Inspiration
Clinicians don't lack data. They lack synthesis. A patient can have two years of documented abuse, four consecutive years of depression screening with no referral, and a rising BMI trend in the obese range and still look unremarkable on a quick scan. AskAivara was built to find that patient and surface the full picture before the consultation starts.
What it does
AskAivara is an external A2A agent on the Prompt Opinion Marketplace. It reasons across a patient's full FHIR health record by chaining clinical data tools in sequence and returns a coherent clinical response covering patient summaries, risk assessments, and visit history. It identifies when specialist referrals are warranted and routes to them explicitly.
How we built it
Built with Google ADK using Gemini via Google AI Studio, deployed to a web server, and registered on Prompt Opinion as an external A2A agent. FHIR credentials are injected at runtime via the SHARP context extension before every model call. The agent is read-only and stateless across sessions.
Challenges we ran into
Getting the FHIR bearer token to flow correctly through the tool layer took longer than expected. Rather than continuing to debug the MCPToolset approach, we made a deliberate decision to replace it with native ADK tool functions that read credentials directly from session state. It was more work upfront but produced a cleaner and more reliable result.

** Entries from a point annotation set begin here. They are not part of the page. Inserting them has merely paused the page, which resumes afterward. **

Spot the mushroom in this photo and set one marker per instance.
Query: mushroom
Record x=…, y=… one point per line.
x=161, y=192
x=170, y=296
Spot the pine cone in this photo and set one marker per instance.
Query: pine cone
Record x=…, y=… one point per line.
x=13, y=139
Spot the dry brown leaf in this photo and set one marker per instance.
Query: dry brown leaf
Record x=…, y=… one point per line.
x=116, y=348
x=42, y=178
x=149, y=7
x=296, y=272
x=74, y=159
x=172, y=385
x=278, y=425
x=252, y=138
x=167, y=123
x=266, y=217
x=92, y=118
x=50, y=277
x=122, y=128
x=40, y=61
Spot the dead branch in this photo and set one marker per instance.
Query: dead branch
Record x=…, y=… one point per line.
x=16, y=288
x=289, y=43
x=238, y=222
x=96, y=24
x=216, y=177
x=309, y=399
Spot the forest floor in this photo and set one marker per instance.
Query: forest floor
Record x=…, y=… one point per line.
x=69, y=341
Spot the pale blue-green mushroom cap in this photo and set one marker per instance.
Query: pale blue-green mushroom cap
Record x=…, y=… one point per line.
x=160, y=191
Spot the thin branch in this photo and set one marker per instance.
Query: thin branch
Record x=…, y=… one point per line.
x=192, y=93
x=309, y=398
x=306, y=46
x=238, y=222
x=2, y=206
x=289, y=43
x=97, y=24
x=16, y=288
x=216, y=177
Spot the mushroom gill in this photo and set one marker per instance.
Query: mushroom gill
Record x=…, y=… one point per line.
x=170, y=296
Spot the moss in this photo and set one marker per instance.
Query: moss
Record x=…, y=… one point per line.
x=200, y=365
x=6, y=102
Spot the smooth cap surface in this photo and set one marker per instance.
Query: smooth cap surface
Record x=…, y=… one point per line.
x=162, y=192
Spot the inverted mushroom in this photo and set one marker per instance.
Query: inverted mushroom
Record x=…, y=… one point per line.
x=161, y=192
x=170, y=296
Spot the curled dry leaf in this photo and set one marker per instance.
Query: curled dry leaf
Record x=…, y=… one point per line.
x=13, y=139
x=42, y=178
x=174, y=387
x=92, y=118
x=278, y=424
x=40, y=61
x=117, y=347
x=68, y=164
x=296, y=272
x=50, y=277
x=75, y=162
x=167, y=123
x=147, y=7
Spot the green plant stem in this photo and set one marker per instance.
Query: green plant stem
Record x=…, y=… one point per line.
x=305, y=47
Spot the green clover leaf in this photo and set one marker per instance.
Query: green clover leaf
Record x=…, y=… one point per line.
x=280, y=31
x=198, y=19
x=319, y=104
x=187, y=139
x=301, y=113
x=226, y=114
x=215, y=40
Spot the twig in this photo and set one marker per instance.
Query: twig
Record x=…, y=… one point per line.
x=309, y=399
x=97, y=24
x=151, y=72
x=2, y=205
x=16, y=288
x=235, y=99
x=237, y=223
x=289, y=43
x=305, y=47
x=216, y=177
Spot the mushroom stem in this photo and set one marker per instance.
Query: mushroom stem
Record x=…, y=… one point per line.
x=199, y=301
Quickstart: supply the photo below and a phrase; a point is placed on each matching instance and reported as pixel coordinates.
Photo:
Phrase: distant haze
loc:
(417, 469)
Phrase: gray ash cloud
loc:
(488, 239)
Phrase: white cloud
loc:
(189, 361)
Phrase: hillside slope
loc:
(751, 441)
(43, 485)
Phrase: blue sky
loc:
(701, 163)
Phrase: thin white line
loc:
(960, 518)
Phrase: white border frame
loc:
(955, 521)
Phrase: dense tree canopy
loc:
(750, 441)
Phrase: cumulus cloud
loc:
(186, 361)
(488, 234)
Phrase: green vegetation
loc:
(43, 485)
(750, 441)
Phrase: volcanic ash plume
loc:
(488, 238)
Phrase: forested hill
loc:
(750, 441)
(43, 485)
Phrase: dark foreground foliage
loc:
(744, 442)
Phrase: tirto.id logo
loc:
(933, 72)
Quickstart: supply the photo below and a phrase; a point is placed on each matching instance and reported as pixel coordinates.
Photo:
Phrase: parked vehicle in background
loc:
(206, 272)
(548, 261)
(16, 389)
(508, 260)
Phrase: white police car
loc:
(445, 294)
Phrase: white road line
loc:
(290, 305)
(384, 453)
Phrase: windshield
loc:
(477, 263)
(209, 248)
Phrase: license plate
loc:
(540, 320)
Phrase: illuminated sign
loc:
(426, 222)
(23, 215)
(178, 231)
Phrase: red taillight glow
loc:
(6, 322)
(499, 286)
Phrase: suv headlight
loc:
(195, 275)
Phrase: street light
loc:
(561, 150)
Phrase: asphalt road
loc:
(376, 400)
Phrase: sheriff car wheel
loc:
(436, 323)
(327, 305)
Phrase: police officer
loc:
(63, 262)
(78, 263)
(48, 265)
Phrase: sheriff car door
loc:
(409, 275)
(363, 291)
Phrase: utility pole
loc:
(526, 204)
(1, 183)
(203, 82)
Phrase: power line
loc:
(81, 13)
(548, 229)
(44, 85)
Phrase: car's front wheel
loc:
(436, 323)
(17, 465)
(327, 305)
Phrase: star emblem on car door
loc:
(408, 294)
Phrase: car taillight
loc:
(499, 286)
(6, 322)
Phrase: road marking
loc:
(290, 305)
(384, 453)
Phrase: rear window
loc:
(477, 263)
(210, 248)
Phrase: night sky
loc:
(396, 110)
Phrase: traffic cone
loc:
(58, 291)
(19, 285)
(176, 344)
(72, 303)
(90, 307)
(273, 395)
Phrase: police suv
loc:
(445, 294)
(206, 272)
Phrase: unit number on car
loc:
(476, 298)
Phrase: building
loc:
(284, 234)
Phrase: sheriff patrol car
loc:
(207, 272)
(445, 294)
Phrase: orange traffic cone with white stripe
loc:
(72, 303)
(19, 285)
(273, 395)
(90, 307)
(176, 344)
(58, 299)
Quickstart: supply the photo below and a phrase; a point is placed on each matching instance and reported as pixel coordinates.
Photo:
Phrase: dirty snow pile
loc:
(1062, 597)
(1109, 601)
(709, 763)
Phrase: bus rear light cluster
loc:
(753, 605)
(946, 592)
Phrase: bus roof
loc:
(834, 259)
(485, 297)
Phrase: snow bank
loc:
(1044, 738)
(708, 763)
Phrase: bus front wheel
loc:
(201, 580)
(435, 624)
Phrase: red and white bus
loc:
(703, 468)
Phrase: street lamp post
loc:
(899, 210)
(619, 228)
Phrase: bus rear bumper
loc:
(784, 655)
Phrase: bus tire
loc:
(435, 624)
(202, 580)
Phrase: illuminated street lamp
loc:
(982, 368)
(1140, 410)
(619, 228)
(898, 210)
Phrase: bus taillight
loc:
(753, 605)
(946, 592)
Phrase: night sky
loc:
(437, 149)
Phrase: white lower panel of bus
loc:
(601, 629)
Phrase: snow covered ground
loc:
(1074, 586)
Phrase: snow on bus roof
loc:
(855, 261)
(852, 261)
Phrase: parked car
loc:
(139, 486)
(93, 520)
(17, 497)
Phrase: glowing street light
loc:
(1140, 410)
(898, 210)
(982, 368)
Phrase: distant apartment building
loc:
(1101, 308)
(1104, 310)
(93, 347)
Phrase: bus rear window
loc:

Accomplishments that we're proud of
In a single consultation, AskAivara surfaces a coherent clinical picture across conditions, screening history, growth metrics, and clinical notes without the clinician having to open a single additional screen. The specialist routing logic correctly identifies when to escalate and when not to, which turned out to be harder to get right than the retrieval itself.
What we learned
Getting the credential boundary right early made everything downstream easier to trust. Runtime credential injection scoped to the session keeps the agent stateless and safe, and means any patient selected on the platform works correctly without any configuration change.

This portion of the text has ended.